Ao lado desses sinais ordinários de devoção existem outros extraordinários. Por exemplo, quando alguém recebe uma revelação do Céu chamando-o para esta ou aquela Ordem, como se deu com S. Luiz Gonzaga, S. Estanislau Kostka e outros; ou quando alguém em virtude de uma inspiração interna, sente-se violentamente atraído para a vida religiosa. Se alguém, apesar de rigoroso exame próprio, apesar de séria reflexão e minunciosamente consulta a um esclarecido confessor, não alcança certeza e permanece na dúvida a respeito de sua vocação pode ficar sossegado no mundo, porque ninguém está obrigado a subir a um estado mais alto, sem estar moralmente certo de que Deus o chama para esse estado.
Quem julga ter vocação para o estado religioso, deve empregar o maior empenho em conservá-la como a mais preciosa joia da terra. Para isso deve empregar os seguintes meios:
Primeiramente, deve obedecer, o mais cedo possível, à voz de Deus e seguir, nesse ponto, o conselho de seu confessor como do superior que o deve receber na Ordem.

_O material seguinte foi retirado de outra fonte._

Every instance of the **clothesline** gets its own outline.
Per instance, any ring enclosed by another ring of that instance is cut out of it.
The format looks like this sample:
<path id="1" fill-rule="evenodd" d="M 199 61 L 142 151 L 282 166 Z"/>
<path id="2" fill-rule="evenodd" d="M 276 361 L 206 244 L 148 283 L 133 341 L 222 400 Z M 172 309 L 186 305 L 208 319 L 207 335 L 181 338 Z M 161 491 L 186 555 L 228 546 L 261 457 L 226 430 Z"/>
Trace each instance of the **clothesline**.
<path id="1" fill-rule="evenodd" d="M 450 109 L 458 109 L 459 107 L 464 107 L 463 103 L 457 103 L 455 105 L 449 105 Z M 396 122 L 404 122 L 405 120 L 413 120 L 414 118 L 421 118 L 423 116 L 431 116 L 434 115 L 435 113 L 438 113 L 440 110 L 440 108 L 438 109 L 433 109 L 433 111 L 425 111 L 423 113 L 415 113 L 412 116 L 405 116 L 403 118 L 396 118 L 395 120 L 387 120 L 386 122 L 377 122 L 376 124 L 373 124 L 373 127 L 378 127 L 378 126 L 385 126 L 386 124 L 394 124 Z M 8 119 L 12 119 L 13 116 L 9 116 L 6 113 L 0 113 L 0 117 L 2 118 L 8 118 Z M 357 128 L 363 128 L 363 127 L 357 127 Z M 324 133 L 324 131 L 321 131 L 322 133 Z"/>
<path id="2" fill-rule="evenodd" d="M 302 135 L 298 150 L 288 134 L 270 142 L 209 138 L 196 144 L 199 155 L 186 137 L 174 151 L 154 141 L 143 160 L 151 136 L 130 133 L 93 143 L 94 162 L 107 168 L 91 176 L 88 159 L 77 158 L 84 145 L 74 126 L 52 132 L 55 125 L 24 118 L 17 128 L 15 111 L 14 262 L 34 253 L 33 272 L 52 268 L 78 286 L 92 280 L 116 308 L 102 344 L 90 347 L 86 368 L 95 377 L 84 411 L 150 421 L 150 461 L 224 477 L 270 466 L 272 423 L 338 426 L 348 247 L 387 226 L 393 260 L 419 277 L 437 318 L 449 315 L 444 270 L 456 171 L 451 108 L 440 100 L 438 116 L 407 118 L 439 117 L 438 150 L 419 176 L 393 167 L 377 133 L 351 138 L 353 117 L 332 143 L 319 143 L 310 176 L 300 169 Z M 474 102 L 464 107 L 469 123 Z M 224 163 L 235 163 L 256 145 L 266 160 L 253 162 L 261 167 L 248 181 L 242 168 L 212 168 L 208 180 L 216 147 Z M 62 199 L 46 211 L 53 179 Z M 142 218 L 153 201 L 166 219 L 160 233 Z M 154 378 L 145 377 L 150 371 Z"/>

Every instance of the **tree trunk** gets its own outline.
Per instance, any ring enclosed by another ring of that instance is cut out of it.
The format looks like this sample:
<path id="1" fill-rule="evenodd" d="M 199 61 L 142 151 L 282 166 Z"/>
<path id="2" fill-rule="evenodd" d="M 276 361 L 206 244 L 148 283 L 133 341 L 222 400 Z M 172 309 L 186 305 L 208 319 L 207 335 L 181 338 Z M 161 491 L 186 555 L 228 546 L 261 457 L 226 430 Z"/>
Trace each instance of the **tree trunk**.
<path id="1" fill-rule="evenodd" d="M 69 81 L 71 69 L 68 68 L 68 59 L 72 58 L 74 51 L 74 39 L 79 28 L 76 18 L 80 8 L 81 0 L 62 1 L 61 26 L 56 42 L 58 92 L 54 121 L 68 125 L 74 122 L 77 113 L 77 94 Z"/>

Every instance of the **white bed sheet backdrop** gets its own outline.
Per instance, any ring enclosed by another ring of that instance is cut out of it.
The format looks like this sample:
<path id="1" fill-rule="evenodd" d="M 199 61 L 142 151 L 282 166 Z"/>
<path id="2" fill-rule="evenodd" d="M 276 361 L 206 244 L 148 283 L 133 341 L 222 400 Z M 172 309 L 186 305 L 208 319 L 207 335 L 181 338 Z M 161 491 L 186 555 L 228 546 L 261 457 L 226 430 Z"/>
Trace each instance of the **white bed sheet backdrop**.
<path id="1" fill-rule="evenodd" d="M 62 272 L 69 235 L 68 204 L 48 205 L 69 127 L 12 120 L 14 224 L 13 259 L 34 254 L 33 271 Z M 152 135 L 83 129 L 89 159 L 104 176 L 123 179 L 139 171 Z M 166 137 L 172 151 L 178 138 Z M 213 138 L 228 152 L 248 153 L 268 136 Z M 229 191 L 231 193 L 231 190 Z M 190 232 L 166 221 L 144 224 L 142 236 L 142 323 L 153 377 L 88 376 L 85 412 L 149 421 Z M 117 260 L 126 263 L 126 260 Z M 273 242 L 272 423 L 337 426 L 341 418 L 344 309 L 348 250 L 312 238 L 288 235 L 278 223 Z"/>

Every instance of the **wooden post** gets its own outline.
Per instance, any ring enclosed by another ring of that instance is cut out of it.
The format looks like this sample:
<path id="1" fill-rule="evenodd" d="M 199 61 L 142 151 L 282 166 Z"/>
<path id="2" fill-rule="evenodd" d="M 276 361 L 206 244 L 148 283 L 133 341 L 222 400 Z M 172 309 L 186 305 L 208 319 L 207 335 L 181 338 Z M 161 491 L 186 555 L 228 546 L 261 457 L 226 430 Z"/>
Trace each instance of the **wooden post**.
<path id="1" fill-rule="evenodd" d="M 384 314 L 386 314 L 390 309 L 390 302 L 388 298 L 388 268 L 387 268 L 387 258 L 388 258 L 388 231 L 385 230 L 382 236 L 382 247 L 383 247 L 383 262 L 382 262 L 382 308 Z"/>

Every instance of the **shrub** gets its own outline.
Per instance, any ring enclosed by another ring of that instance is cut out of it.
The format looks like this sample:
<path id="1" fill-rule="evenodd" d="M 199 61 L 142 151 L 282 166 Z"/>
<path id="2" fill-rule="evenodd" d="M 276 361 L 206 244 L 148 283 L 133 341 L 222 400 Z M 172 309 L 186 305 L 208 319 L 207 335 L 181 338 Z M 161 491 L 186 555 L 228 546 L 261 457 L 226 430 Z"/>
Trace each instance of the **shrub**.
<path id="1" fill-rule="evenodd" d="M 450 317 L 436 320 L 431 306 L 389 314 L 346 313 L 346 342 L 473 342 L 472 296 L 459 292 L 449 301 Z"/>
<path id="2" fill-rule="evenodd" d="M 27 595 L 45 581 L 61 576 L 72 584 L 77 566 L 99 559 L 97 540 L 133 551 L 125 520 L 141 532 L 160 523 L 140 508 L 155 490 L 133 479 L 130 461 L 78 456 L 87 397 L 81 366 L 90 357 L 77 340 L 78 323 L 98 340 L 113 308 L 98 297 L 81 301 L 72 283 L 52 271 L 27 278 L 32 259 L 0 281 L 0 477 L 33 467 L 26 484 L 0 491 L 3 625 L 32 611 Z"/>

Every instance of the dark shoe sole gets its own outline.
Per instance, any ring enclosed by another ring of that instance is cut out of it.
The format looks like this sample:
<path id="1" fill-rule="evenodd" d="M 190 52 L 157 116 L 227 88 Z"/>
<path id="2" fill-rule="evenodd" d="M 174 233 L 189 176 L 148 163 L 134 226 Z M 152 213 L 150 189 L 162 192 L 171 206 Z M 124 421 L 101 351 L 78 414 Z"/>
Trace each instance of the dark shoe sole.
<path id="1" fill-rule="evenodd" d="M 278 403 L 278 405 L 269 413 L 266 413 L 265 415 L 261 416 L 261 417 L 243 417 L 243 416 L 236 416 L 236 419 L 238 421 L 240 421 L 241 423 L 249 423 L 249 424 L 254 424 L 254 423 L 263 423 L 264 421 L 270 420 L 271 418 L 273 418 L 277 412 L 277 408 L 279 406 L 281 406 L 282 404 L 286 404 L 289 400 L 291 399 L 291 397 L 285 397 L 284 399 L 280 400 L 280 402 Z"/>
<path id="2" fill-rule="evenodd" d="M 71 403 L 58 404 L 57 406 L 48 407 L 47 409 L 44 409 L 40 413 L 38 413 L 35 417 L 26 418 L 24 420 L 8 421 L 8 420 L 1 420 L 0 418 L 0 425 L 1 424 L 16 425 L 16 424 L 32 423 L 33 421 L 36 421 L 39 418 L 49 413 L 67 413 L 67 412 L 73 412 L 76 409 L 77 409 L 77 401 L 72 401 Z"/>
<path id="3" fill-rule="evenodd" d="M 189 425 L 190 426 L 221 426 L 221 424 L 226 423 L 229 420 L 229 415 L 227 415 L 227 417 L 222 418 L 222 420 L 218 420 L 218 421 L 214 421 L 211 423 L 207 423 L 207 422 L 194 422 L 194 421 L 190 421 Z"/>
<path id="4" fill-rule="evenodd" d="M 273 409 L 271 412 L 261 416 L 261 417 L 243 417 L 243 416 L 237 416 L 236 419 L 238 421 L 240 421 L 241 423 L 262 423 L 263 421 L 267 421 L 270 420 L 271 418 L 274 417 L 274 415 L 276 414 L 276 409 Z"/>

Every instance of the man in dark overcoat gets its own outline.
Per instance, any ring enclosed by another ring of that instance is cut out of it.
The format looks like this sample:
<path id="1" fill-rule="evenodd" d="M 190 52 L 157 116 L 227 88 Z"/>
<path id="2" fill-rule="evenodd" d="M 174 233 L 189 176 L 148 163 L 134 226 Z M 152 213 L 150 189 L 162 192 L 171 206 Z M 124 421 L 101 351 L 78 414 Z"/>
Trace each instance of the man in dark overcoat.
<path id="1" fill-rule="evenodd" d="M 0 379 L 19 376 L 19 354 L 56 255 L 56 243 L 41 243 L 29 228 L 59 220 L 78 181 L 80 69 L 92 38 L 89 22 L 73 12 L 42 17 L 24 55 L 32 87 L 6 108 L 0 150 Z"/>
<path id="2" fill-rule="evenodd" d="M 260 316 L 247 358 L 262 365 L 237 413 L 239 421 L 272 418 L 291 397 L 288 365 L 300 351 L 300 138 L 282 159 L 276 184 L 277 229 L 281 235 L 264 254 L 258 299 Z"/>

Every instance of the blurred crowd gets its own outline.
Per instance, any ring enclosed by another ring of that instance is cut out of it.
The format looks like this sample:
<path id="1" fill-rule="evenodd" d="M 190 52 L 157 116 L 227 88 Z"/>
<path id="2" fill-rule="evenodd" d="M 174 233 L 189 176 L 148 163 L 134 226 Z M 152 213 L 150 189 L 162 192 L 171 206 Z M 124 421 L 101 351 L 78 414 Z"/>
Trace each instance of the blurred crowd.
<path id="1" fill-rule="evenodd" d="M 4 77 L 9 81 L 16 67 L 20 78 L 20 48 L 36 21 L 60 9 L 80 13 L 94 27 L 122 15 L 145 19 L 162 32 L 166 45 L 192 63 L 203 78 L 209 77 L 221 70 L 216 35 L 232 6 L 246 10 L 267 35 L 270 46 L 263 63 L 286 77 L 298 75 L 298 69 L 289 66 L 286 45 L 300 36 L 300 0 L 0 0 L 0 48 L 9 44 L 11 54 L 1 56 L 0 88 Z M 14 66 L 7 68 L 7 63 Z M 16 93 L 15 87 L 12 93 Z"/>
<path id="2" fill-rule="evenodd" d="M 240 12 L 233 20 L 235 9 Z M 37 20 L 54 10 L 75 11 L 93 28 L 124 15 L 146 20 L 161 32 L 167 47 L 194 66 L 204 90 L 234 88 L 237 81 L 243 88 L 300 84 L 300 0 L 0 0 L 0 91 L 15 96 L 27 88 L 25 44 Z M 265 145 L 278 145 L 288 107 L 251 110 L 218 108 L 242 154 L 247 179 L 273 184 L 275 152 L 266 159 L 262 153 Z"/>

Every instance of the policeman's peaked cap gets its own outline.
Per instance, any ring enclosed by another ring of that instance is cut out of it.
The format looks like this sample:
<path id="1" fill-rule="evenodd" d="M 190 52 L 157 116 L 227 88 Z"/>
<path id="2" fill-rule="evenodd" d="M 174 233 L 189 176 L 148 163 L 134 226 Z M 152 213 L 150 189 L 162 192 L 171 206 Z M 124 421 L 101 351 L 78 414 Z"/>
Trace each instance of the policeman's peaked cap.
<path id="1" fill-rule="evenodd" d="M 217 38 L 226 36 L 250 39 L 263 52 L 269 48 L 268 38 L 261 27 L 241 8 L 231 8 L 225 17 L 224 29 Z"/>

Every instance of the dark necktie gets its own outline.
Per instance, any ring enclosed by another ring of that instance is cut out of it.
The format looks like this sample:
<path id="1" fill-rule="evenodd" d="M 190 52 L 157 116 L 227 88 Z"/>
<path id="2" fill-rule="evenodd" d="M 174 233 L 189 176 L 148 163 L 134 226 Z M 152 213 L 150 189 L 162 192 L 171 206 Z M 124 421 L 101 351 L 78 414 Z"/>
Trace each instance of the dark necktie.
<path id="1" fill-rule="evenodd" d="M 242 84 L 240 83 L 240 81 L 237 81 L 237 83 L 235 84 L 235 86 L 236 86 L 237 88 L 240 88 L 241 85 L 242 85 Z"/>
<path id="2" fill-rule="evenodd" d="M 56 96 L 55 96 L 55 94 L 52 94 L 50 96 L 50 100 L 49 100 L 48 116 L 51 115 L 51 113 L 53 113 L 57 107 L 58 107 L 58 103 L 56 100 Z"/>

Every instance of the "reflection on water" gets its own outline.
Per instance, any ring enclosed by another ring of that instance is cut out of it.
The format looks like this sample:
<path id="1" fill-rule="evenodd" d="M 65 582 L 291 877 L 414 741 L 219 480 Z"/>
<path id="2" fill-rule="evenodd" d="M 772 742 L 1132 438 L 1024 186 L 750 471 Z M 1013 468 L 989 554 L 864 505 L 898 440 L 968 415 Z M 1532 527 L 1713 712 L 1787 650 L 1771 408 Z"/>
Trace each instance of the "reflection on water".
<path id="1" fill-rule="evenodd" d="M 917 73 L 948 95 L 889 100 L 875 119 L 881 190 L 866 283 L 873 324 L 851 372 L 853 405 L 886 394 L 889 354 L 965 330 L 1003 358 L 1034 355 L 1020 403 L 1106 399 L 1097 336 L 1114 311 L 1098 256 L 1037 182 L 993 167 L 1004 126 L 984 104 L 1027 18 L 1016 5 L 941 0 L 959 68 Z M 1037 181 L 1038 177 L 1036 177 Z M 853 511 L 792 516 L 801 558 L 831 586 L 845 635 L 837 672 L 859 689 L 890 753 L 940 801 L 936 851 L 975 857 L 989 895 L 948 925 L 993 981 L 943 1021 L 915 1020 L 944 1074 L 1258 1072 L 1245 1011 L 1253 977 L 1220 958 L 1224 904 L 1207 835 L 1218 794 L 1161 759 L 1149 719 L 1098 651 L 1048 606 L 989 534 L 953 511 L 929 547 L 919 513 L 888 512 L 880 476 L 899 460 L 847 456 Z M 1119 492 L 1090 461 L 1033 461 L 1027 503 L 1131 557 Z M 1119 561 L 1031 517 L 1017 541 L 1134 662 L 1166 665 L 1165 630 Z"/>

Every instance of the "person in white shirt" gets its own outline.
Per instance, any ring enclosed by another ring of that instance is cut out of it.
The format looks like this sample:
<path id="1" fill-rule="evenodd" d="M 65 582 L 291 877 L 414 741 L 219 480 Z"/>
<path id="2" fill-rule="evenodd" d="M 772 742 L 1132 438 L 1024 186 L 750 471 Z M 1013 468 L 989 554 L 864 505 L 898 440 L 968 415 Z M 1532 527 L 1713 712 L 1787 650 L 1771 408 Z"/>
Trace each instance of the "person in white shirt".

Segundo. Deve guardar um prudente segredo a esse respeito, porque os mundanos não sentem escrúpulos em demover alguém de entrar no estado religioso.
Terceiro. Deve guardar o recolhimento de espírito e, para isso, evitar as conversações mundanas. Um dia de distração, uma palavra de um amigo, um simples apego basta para desviar alguém de sua vocação.
Quarto. Deve se dar muito à oração, porque, do contrário, perde certamente a vocação. Tome a miúdo, por objeto de sua meditação, a vocação e reflita na grande graça que Deus lhe fez concedendo-lha e como está seguro de sua eterna salvação, seguindo a sua vocação, e como é grande o perigo de sua condenação eterna, se não corresponder a essa graça. Será também muito útil representar-se a hora da sua morte e ponderar que alegria causará, no leito mortuário, o pensamento de ter obedecido a Deus, e que tormento, que temores de consciência o cruciarão se permanecer no mundo, apesar de sua vocação para o estado religioso.